Unite claimed the charity was refusing to cancel plans to remove a junior staffing cap agreement and said it feared services would be harmed, because higher-paid, experienced staff were being pushed out and replaced by lower-paid junior staff.
The union said it also had issues with the charity’s "draconian" sickness and disciplinary policies.
The charity denied it was seeking to alter employee terms and conditions and that staff would be made redundant.
A statement from Unite this week said that, although 78 per cent of staff who voted opted to go on strike, one too few people who were eligible to vote had done so.
The Trade Union Act 2016 prevents a trade union from calling a strike if more than 50 per cent of employees eligible to vote did not take part.
The union, which has 500 members at Unite, said missing the minimum threshold by the narrowest margin was "hugely disappointing".
A meeting of Unite members working at St Mungo’s would take place on 18 September to "chart a way forward in the dispute with management over the erosion of employment conditions", the union said.
"The issues in the dispute that our members voted on are still unresolved," said Unite.
"Senior management have consistently refused to move on any of the matters that are of such serious and legitimate concern to the more than 500 members at this charity.
"Unite won’t be commenting further until the 18 September meeting has concluded."

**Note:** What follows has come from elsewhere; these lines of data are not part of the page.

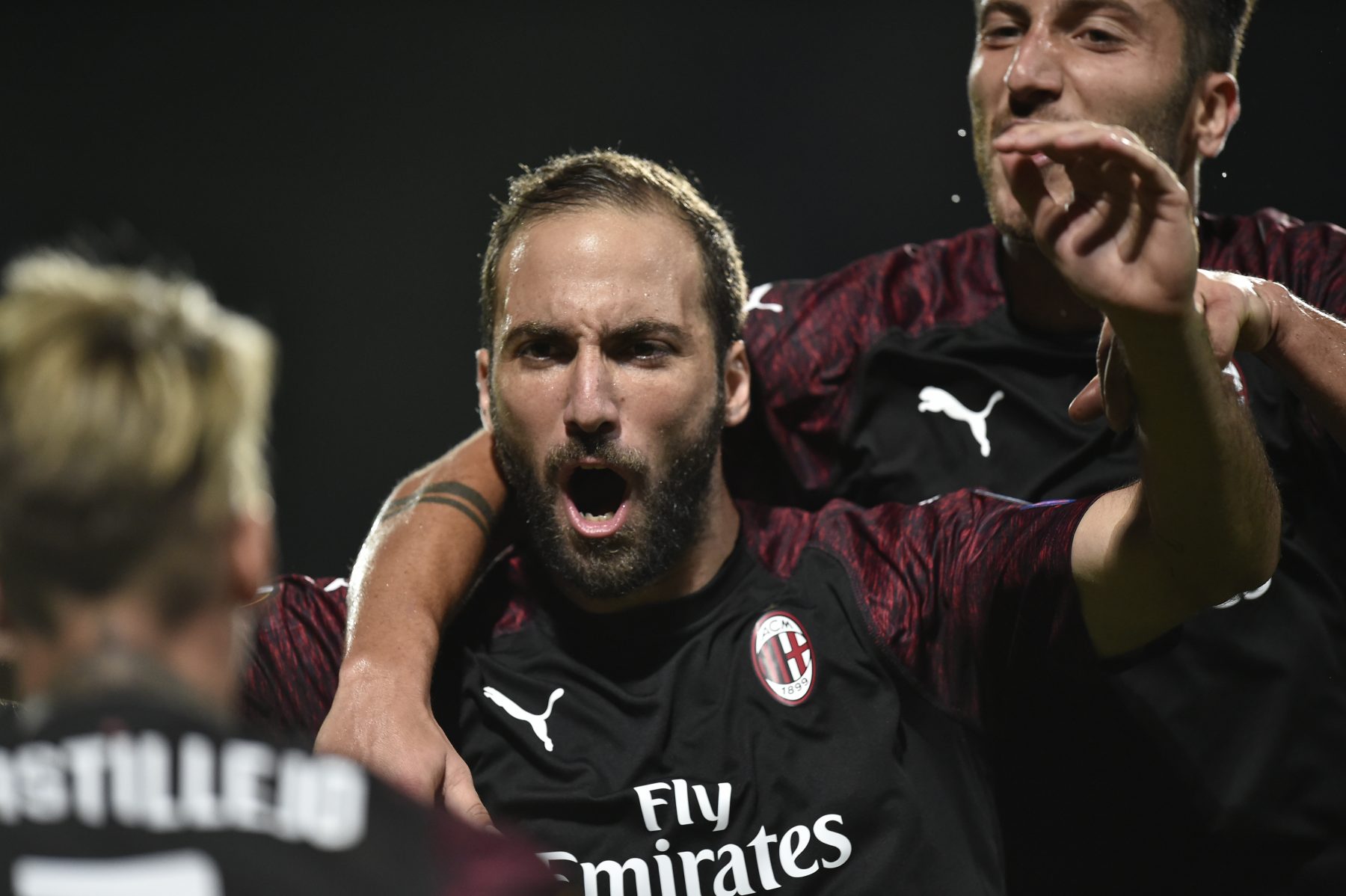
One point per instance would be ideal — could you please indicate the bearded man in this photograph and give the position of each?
(952, 363)
(676, 693)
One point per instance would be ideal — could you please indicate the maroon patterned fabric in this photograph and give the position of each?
(805, 357)
(296, 653)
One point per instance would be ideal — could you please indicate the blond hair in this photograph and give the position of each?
(132, 421)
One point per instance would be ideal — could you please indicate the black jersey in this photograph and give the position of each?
(1211, 764)
(121, 793)
(809, 722)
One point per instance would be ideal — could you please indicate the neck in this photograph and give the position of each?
(123, 635)
(1039, 299)
(698, 567)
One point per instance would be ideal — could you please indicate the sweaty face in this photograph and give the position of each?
(605, 394)
(1115, 62)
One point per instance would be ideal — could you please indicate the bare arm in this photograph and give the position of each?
(417, 564)
(1306, 346)
(1205, 521)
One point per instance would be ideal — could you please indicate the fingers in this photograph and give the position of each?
(1030, 190)
(1117, 399)
(459, 794)
(1073, 141)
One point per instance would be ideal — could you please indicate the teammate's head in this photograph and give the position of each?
(617, 180)
(606, 385)
(132, 478)
(1164, 69)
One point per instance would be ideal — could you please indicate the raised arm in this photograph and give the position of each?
(1205, 520)
(417, 564)
(1305, 345)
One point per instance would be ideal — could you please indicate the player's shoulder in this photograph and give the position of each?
(504, 601)
(1268, 242)
(912, 286)
(888, 535)
(251, 806)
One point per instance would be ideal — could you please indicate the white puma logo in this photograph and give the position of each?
(1248, 595)
(937, 400)
(755, 301)
(538, 722)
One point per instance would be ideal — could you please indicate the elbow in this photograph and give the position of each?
(1241, 560)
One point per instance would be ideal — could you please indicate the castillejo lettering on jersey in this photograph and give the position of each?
(784, 657)
(671, 808)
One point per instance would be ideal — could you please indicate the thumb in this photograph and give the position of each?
(1088, 404)
(461, 795)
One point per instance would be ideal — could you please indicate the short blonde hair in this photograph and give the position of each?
(132, 423)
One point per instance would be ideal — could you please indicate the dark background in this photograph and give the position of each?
(330, 168)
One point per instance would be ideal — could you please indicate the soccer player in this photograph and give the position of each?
(952, 363)
(679, 695)
(135, 522)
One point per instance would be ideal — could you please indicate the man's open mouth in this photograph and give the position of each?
(597, 498)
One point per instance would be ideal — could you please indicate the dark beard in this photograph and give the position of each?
(656, 536)
(1161, 129)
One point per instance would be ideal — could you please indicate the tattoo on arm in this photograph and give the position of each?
(454, 494)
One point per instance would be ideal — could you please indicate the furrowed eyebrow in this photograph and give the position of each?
(1014, 10)
(1081, 8)
(532, 330)
(645, 328)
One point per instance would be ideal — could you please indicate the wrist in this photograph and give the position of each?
(1282, 316)
(392, 677)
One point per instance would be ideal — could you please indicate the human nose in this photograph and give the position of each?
(1034, 76)
(591, 407)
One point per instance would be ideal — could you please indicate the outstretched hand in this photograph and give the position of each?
(1240, 315)
(1124, 237)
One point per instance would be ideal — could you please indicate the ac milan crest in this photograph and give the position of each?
(784, 658)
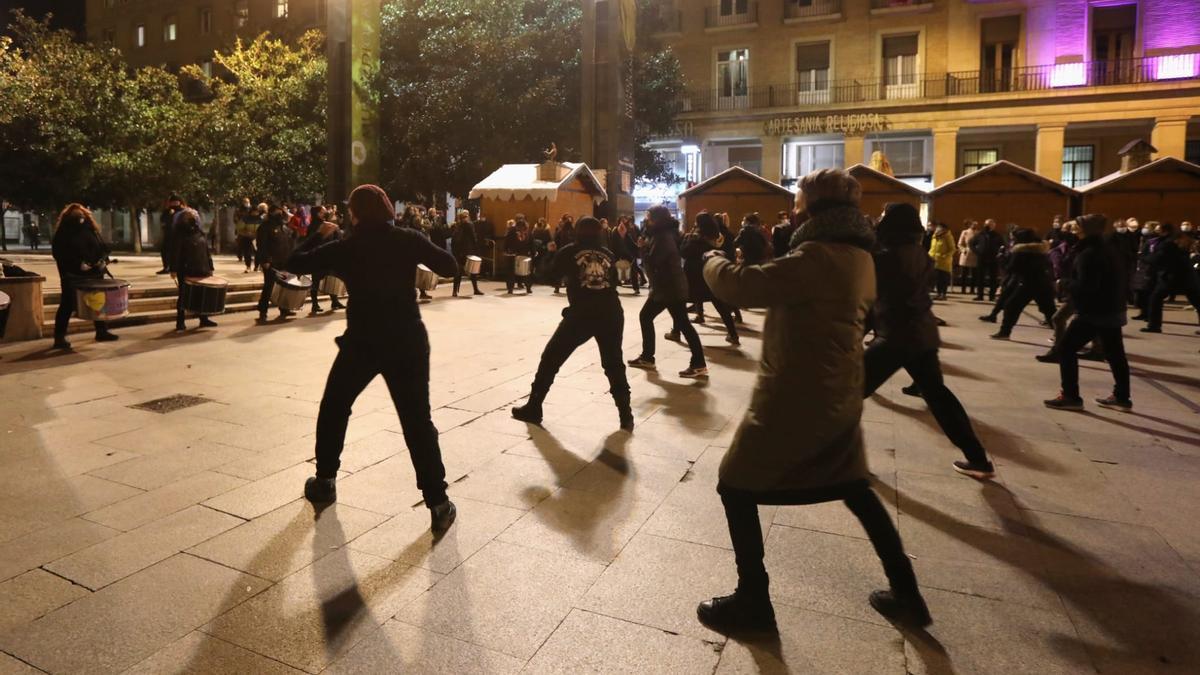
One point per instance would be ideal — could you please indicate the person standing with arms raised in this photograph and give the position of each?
(384, 335)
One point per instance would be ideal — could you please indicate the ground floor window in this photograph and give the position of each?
(1078, 162)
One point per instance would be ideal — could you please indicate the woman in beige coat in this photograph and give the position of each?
(801, 441)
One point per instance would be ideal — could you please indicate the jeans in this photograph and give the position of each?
(882, 358)
(1078, 334)
(678, 311)
(745, 533)
(405, 366)
(577, 327)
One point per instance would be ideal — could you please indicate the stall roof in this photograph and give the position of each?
(889, 179)
(517, 181)
(1003, 166)
(733, 172)
(1159, 163)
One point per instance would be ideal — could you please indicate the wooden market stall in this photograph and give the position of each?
(880, 189)
(737, 192)
(1167, 190)
(1003, 191)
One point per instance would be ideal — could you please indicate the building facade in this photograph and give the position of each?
(941, 87)
(177, 33)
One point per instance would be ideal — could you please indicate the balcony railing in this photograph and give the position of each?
(940, 85)
(810, 9)
(731, 13)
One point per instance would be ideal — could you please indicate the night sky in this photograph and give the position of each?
(67, 13)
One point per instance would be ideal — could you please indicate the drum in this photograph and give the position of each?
(425, 279)
(204, 296)
(289, 291)
(333, 286)
(523, 266)
(102, 299)
(623, 270)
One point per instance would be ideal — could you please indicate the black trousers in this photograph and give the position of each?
(606, 327)
(405, 366)
(1079, 333)
(1159, 296)
(985, 276)
(745, 533)
(883, 358)
(66, 308)
(678, 311)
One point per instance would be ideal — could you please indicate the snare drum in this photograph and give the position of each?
(425, 279)
(333, 286)
(522, 266)
(291, 291)
(204, 296)
(102, 299)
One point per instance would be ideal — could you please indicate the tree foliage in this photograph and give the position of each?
(467, 85)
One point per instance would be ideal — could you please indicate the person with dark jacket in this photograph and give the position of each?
(166, 222)
(593, 312)
(190, 257)
(669, 292)
(906, 333)
(81, 255)
(1097, 288)
(703, 238)
(987, 246)
(1173, 274)
(274, 244)
(1030, 269)
(801, 442)
(319, 216)
(463, 243)
(384, 335)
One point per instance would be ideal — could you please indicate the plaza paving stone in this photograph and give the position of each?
(179, 543)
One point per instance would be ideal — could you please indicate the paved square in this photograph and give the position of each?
(178, 542)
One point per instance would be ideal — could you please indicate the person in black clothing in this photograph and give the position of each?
(81, 255)
(906, 333)
(463, 243)
(275, 244)
(384, 335)
(669, 292)
(987, 245)
(190, 257)
(319, 216)
(1173, 274)
(1030, 269)
(1097, 288)
(593, 311)
(167, 221)
(517, 244)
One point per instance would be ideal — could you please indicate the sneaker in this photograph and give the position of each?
(528, 413)
(1065, 402)
(321, 490)
(906, 610)
(442, 517)
(1113, 402)
(981, 471)
(737, 614)
(642, 363)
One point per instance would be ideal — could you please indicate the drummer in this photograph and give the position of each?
(463, 244)
(79, 255)
(384, 335)
(275, 244)
(319, 216)
(190, 257)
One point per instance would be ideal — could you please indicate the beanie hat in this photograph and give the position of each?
(371, 205)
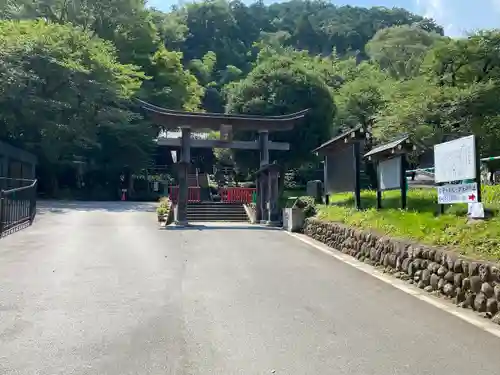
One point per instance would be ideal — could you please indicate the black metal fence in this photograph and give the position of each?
(17, 204)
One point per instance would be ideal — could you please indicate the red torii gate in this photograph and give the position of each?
(267, 193)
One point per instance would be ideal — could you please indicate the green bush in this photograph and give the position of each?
(420, 222)
(307, 205)
(164, 207)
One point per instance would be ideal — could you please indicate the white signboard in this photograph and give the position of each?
(463, 193)
(389, 174)
(455, 160)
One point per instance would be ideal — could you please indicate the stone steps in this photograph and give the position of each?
(216, 212)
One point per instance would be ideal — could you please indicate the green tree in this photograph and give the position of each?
(171, 85)
(400, 50)
(63, 95)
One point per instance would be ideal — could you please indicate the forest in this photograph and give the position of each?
(70, 71)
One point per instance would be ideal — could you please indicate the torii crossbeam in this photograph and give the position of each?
(226, 124)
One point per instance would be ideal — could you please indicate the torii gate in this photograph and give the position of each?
(267, 192)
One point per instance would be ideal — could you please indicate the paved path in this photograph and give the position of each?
(97, 288)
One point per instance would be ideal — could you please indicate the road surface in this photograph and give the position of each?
(97, 288)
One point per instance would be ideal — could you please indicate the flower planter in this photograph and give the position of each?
(293, 219)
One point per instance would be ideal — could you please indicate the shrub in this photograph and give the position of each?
(164, 207)
(307, 205)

Howard Sinclair, chief executive of St Mungo’s, said those who did vote for industrial action amounted to 12 per cent of all St Mungo’s staff.
"Our efforts remain focused on listening and addressing staff concerns," he said.
"Our offers to Unite remain on the table and we urge Unite officials to return to discuss these so we can build a better relationship with Unite for the future.
"St Mungo’s will continue to do everything necessary to protect the safety and interests of our most vulnerable clients."